L’attività legislativa nel continente europeo è soprattutto demandata ai Parlamenti.

Il sistema di common law, semplifichiamo, è al contrario figlio della tradizione, delle consuetudini, del lento codificarsi di un diritto in funzione degli accordi tra i singoli stratificatisi nei secoli.

Un tema simile lo ha affrontato, sotto prospettiva, diversa ma interessante proprio pochi giorni fa Luca Enriques sul Corriere della Sera, denunciando il totale scollamento della norma dalla realtà degli individui, e preoccupandosi di un ordinamento giuridico che tende a piegare la realtà al proprio codice.

Hayek e Leoni si conoscono da tempo, e il primo gli affida le redini della sua associazione, la Mont pelerin society. È affascinante vedere come i due liberali si confrontino su un piano così lontano, purtroppo, rispetto al quale siamo scivolati.

Oggi la norma sembra divina, dettata da un’entità superiore, calpesta sovente il buon senso e i suoi custodi sono sacerdoti intoccabili. Il suo contenuto è diventato quasi religioso.

Hayek è un convinto sostenitore della common law, ne elenca i numerosi meriti, ed è preoccupato dalla creazione artificiale del diritto. Leoni, se vogliamo, è ancora più estremista. E si preoccupa del fatto che la legislazione, il diritto nato dal processo parlamentare, nasca da un vulnus: “la rappresentatività, la democrazia, sono un mito della nostra epoca, esattamente come lo era la provvidenza nel Medioevo”.

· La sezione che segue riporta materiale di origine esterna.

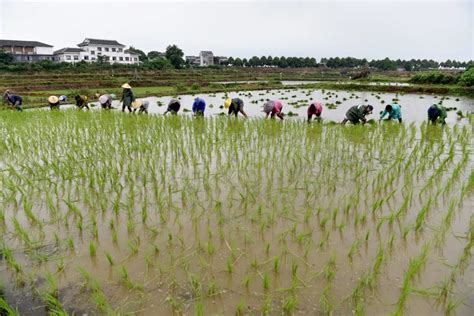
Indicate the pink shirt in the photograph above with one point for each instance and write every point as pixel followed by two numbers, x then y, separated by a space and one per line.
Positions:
pixel 315 108
pixel 277 106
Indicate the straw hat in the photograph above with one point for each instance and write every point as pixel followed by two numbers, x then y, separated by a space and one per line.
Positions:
pixel 53 99
pixel 136 104
pixel 227 103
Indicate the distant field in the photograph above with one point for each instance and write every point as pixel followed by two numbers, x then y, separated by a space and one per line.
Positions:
pixel 107 213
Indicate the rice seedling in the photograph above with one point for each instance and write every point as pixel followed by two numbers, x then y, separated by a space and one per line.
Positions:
pixel 200 209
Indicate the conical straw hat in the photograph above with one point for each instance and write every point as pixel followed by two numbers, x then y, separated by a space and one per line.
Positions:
pixel 53 99
pixel 136 104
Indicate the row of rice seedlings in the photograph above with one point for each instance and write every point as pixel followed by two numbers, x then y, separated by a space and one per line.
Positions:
pixel 202 151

Insomma Leoni critica Hayek andando alle origini, alla genesi del diritto. L’intuizione di Leoni, come scrive bene nel saggio introduttivo Monica Quirico è che la regola della maggioranza, soprattutto quella semplice, “è nefasta perché rende le decisioni politiche un gioco a somma zero, in cui chi vince prende tutto, a differenza di quel che avviene nel mercato”.

Dove chi non riesce a comprare (chi resta minoranza) ha una strada alternativa, non consuma, ma non spende. Può aspettare e comunque non è obbligato a fare ciò che ha deciso una maggioranza (in termini commerciali, chi ha pagato il prezzo più alto per una merce, aggiudicandosela).